Figure 1 Scatter plots showing (A) AHI, (B) RDI, and (C) ODI during REM sleep as they relate to RAVLT total learning scores while controlling for age, sex, time between assessments, years of education, and APOE4status.
Steiger’s Z test revealed that correlations between total learning and AHI (z=1.66, p=0.10), RDI (z=1.29, p=0.20), and ODI (z=1.51, p=0.13) did not differ significantly between REM and NREM sleep. Multiple regression models revealed that the ratios of REM-NREM AHI (b=−6.07, p=0.01), RDI (b=−6.65, p=0.01), and ODI (b=−7.42, p=0.01) were significantly associated with total learning (Figure 2A–C). Consistent results were found in models with parental history of AD instead of APOE4 status as the covariate (all p<0.02). These findings indicated that greater OSA severity during REM sleep in comparison to NREM sleep was associated with diminished total learning performance.

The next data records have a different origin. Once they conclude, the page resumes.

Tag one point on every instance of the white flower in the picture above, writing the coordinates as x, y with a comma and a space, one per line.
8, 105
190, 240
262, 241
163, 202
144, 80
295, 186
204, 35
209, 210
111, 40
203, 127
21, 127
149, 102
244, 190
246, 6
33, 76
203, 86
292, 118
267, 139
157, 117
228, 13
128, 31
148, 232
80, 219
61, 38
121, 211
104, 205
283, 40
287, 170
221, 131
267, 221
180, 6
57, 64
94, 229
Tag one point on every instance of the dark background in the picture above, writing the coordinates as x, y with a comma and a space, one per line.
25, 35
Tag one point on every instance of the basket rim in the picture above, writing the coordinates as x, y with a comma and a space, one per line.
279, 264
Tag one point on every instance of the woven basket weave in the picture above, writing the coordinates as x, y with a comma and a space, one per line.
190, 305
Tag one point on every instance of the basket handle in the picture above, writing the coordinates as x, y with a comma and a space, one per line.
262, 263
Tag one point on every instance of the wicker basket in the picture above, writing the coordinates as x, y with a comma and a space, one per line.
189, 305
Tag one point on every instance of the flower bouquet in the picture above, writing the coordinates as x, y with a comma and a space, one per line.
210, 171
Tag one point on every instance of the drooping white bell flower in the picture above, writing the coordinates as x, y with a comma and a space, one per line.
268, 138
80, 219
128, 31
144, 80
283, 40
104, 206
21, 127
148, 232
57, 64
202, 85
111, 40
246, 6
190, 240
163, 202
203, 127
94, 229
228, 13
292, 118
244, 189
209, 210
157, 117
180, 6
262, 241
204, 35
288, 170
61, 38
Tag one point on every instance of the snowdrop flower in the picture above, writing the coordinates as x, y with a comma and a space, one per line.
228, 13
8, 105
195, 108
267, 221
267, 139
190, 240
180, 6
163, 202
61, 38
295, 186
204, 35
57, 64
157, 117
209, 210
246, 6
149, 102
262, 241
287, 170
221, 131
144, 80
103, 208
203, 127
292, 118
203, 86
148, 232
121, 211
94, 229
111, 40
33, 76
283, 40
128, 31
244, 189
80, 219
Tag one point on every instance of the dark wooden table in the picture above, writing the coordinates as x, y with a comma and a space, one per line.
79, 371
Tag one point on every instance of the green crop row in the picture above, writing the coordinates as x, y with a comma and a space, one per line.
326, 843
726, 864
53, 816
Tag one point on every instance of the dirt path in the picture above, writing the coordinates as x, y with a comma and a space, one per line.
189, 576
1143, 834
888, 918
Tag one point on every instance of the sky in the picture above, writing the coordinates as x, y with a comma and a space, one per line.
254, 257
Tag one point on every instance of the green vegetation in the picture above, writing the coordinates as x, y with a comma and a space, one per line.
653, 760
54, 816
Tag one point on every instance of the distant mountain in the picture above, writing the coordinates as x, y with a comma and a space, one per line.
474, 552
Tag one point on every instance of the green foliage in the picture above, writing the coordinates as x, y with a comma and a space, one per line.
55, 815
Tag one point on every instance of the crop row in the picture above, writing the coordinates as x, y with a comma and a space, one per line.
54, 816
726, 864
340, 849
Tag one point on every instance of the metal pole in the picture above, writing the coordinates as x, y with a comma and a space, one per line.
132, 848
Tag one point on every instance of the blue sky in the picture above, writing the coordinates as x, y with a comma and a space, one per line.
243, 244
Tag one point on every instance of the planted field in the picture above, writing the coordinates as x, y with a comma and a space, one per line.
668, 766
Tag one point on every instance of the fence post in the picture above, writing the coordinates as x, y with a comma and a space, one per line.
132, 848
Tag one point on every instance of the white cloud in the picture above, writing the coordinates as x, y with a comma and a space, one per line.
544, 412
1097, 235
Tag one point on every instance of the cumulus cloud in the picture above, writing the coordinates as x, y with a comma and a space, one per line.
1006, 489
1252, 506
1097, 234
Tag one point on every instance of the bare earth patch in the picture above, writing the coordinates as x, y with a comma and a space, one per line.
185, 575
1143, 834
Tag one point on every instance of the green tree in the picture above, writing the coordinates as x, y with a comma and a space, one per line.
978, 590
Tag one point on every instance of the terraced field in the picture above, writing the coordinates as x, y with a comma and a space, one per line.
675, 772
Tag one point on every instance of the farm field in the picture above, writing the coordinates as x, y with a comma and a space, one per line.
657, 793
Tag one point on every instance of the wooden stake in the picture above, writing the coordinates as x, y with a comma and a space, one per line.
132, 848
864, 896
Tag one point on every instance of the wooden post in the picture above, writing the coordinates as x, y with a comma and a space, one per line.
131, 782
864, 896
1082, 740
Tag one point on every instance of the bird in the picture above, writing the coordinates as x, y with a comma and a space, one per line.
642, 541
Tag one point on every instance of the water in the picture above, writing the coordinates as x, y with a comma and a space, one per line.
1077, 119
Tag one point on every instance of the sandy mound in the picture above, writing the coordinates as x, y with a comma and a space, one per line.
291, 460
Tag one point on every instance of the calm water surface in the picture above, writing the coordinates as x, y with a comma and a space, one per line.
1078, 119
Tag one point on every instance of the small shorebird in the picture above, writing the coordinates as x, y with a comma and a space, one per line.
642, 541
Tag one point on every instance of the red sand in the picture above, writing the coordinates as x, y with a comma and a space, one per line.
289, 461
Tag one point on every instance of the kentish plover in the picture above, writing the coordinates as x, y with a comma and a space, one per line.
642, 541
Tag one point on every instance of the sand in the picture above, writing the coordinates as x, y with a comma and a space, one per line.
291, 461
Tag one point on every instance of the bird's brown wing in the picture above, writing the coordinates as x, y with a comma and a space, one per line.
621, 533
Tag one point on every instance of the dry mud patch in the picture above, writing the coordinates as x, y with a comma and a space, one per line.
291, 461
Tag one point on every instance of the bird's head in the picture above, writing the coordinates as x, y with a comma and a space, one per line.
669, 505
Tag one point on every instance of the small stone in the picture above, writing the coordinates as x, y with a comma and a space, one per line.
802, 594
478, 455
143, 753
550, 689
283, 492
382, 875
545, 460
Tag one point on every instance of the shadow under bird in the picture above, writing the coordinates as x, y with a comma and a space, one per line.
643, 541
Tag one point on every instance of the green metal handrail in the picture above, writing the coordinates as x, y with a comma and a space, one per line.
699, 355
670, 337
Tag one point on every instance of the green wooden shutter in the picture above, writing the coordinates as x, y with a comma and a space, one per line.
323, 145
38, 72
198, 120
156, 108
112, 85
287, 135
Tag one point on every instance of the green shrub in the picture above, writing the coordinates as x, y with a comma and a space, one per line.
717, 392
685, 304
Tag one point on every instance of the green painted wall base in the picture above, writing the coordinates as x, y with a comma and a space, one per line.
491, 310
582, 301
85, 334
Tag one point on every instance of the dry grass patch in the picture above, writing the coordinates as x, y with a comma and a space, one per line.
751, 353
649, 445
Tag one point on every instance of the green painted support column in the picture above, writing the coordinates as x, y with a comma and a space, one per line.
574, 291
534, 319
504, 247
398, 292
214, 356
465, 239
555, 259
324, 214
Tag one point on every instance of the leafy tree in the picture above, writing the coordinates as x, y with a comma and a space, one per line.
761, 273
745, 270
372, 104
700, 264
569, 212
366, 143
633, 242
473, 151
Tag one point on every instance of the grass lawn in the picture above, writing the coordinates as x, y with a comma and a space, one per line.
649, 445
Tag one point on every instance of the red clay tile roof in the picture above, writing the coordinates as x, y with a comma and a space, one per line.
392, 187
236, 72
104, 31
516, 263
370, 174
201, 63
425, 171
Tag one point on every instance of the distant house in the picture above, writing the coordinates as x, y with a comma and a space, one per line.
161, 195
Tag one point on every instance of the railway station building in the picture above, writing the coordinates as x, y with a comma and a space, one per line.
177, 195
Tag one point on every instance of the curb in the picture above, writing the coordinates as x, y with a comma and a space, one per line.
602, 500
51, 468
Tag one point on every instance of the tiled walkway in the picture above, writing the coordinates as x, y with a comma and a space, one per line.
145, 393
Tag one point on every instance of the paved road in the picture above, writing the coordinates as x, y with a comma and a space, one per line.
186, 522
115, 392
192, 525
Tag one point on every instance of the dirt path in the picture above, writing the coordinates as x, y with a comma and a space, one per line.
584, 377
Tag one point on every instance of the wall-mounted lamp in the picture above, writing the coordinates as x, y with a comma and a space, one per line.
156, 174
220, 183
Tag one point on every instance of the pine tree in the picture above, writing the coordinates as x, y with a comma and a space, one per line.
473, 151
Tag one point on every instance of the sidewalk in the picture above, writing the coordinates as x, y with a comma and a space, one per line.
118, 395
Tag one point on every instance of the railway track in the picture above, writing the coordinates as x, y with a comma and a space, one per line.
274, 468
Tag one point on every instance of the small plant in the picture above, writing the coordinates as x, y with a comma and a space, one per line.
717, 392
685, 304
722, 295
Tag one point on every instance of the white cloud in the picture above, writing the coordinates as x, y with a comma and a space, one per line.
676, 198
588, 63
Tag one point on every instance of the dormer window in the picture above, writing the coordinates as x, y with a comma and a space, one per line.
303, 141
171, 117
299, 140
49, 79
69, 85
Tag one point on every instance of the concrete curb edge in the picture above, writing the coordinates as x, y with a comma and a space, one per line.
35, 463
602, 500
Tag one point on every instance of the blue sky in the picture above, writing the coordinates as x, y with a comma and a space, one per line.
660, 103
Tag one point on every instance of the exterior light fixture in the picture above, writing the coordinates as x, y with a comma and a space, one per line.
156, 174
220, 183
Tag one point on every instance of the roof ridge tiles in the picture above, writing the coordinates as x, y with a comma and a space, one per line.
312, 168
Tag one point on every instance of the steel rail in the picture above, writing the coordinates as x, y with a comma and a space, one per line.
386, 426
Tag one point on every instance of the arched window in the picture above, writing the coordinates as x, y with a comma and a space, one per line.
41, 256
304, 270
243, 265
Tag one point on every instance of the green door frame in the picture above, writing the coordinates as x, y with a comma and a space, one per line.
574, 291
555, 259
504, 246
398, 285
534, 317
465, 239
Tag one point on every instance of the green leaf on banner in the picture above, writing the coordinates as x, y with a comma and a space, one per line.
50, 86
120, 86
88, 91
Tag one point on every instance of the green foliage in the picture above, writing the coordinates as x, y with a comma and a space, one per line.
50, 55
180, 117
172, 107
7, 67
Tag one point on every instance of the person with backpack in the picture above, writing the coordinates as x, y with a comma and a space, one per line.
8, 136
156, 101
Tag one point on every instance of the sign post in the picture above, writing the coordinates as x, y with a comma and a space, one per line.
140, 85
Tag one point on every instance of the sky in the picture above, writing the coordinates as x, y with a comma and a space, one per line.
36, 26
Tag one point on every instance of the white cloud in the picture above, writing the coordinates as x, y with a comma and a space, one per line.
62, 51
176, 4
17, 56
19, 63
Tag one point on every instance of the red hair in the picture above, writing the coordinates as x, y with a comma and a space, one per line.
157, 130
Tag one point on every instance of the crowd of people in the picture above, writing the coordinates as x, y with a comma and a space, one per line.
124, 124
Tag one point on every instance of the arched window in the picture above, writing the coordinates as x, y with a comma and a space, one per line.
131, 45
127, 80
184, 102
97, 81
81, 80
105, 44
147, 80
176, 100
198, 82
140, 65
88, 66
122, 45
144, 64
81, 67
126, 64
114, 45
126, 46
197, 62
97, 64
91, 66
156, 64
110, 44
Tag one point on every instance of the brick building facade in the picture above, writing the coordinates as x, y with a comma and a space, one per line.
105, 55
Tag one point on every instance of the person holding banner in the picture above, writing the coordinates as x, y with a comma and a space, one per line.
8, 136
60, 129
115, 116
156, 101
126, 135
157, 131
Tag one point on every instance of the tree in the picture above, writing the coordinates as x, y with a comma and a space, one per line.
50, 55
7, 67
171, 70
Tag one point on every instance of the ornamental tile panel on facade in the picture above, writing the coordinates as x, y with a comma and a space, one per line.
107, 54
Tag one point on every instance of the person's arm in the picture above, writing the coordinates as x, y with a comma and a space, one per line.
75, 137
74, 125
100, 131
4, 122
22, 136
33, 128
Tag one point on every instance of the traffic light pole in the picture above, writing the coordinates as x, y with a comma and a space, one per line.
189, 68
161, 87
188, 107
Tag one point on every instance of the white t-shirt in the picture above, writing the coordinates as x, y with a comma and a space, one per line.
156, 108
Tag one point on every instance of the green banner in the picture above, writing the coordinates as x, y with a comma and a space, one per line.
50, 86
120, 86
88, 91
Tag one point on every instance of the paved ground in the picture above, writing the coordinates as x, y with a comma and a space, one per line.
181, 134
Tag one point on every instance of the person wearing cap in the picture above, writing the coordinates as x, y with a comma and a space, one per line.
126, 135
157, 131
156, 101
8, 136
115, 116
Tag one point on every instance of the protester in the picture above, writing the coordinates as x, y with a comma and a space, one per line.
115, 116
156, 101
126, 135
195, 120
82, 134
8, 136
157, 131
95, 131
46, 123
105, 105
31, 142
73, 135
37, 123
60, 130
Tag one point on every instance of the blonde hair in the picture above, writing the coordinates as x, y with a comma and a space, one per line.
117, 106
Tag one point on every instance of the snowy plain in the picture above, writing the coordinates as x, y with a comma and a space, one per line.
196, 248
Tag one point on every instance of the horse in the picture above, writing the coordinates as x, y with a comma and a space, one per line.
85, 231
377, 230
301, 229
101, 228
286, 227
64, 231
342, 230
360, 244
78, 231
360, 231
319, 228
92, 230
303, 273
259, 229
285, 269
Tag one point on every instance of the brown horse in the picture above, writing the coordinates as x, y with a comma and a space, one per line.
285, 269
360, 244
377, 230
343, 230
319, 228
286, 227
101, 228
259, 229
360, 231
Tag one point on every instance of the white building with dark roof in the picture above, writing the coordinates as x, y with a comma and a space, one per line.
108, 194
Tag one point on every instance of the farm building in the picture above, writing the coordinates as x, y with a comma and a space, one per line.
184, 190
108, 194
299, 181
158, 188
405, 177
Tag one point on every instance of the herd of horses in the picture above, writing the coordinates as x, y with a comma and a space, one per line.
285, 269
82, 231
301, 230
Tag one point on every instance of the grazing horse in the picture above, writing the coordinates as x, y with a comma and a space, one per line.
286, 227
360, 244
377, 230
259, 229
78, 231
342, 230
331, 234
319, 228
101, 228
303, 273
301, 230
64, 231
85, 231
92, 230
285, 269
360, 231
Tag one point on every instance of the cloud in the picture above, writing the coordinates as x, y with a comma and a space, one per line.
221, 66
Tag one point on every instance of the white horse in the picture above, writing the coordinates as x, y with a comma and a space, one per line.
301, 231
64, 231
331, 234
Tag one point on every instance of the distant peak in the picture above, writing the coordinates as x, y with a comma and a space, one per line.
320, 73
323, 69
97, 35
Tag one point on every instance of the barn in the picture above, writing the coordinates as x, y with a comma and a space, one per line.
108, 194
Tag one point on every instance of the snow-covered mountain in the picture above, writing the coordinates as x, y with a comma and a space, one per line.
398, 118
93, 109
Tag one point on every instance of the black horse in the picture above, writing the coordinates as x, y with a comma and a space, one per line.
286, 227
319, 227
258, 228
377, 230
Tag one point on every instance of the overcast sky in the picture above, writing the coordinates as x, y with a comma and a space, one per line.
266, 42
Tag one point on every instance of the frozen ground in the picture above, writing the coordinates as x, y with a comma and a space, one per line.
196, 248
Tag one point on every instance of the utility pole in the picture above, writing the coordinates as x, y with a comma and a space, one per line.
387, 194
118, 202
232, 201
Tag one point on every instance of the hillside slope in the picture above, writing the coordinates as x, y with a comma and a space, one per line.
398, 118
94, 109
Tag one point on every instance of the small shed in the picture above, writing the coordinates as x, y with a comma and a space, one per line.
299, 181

Figure 2 Scatter plots showing REM-NREM (A) AHI, (B) RDI, and (C) ODI ratios as they relate to RAVLT total learning scores while controlling for age, sex, time between assessments, years of education, and APOE4status.
Overall AHI (b=−0.84, p=0.27), RDI (b=−0.44, p=0.56), and ODI (b=−0.80, p=0.37) were not significantly related to short-delay recall. REM AHI (b=−1.38, p=0.01, FDR-corrected p=0.21) and REM ODI (b=−1.54, p=0.03, FDR-corrected p=0.23) were associated with short-delay recall, but were no longer significant after FDR correction. In models with parental history of AD instead of APOE4 status, REM AHI was associated with short-delay recall (p=0.04; FDR-corrected p=0.48), but not after FDR correction. Steiger’s Z test revealed a significant difference in the correlation strengths between short-delay recall and AHI during REM sleep versus during NREM sleep (z=2.81, p=0.005), demonstrating that REM AHI was more strongly associated with short-delay recall than NREM AHI. Moreover, multiple regression models indicated that REM-NREM AHI (b=−2.38, p<0.001), RDI (b=−1.77, p=0.02), and ODI (b=−2.02, p=0.03) ratios were negatively associated with short-delay recall, both in models featuring APOE4 status and parental history of AD covariates (all p<0.03). Thus, individuals with more severe sleep apnea had worse short-delay recall, particularly if OSA was more prevalent during REM sleep as opposed to during NREM sleep.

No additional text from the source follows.